We are printing tasting sheets, maps of the lowlands and highlands of Scotland and deciding if we want to use our many existing wine glasses or purchase some new Double Old Fashioned glasses. Either type can be used; depending on how serious we want to get.
In tasting single malts the purist will at first pour a “dram” – small 1/2 to 2 ounce pour – without water or ice into the very-accepting vessel. (Preferably a glass and not the gaping mouth of the over-zealous taster.) So that is why any glassware, glass being important for tasting any liquor, is appropriate. Riedel makes a reasonably priced connoisseur scotch tasting glass that looks like a tulip shaped wine glass. They would be nice for the tasting but for drinking we like the look and feel of the double old fashioned glasses.
Then, as in a wine tasting, the guests are encouraged to smell, swirl and taste. But, not like a wine tasting, we will then prompt our guests to do it all again…this time with a little water added.

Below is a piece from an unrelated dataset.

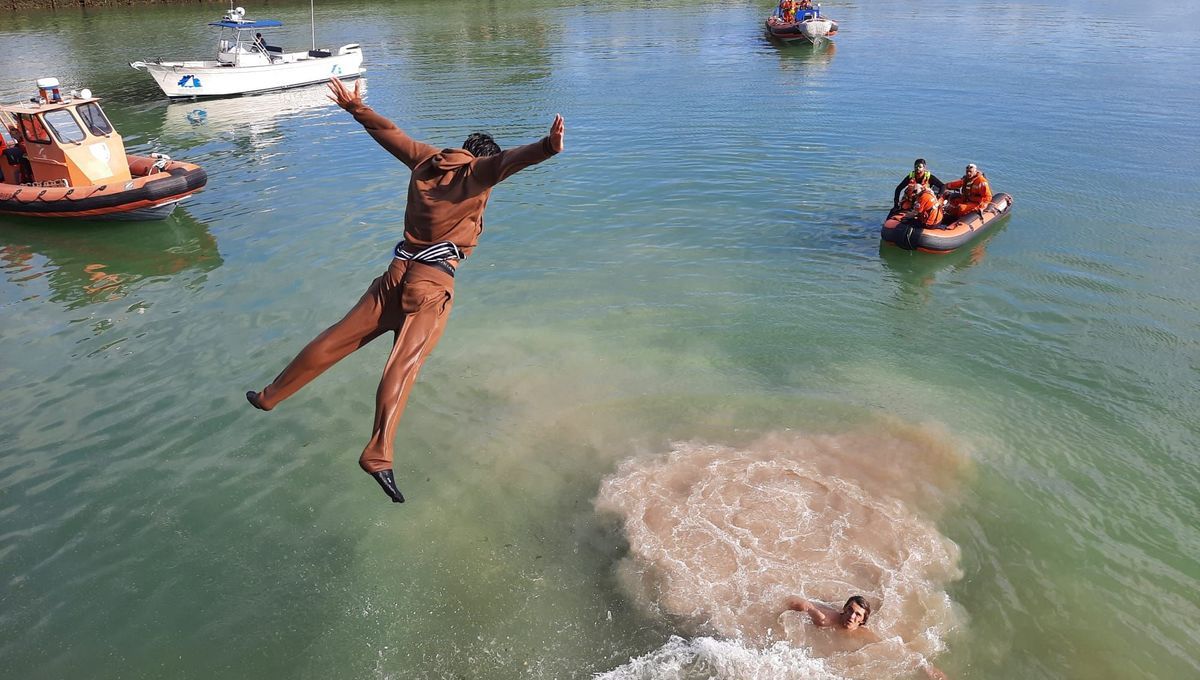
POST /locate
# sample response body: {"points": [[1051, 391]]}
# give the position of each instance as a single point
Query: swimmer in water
{"points": [[852, 620]]}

And, like aerating a wine, adding water to scotch will change it’s taste. (Update: the new photo on your right features a Scotch “On the Rock” gizmo that allows one large ice cube – or round as this one is from the MoMAstore.org – that will melt slower than the beforehand method of serving on the rocks. Oh…and the two hot broads? I’m the blond and my sister is the brunette.)
Then, we travel from the lowlands to the highlands. Eddie pulls out his map…and we both try and recall what our teachers said about when the scotch will loose it’s easy smoothness and dip into Peat territory. Or like I like to say: “This smells like a wet band aid.” Or Eddie, “Bad day at work, pour me some angry scotch please.”

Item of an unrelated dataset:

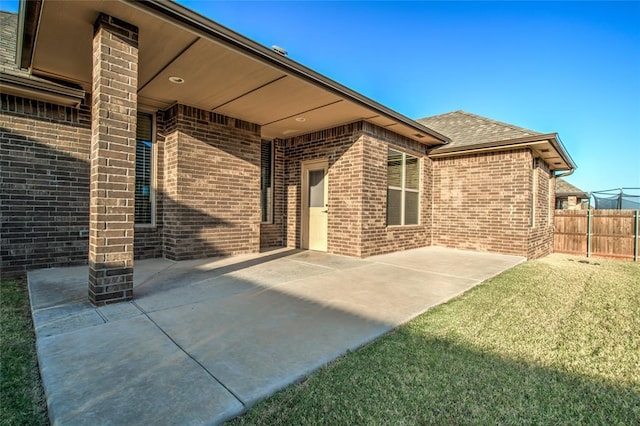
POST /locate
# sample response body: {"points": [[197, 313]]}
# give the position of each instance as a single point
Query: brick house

We will pair some light appetizers along with the different selections, and, most likely, take breaks so our guests can take their time, make some notes and not become intoxicated.
But, as most drink parties go at our humble abode…eventually it becomes a memorable evening that was centered on liquor. We have fun. We laugh. We make fun of our friends.
So…we expect that our guests will leave with a little education and a long shopping list. In the meantime, feel free to suggest any scotch, pairings…or a rich distributor that wants press.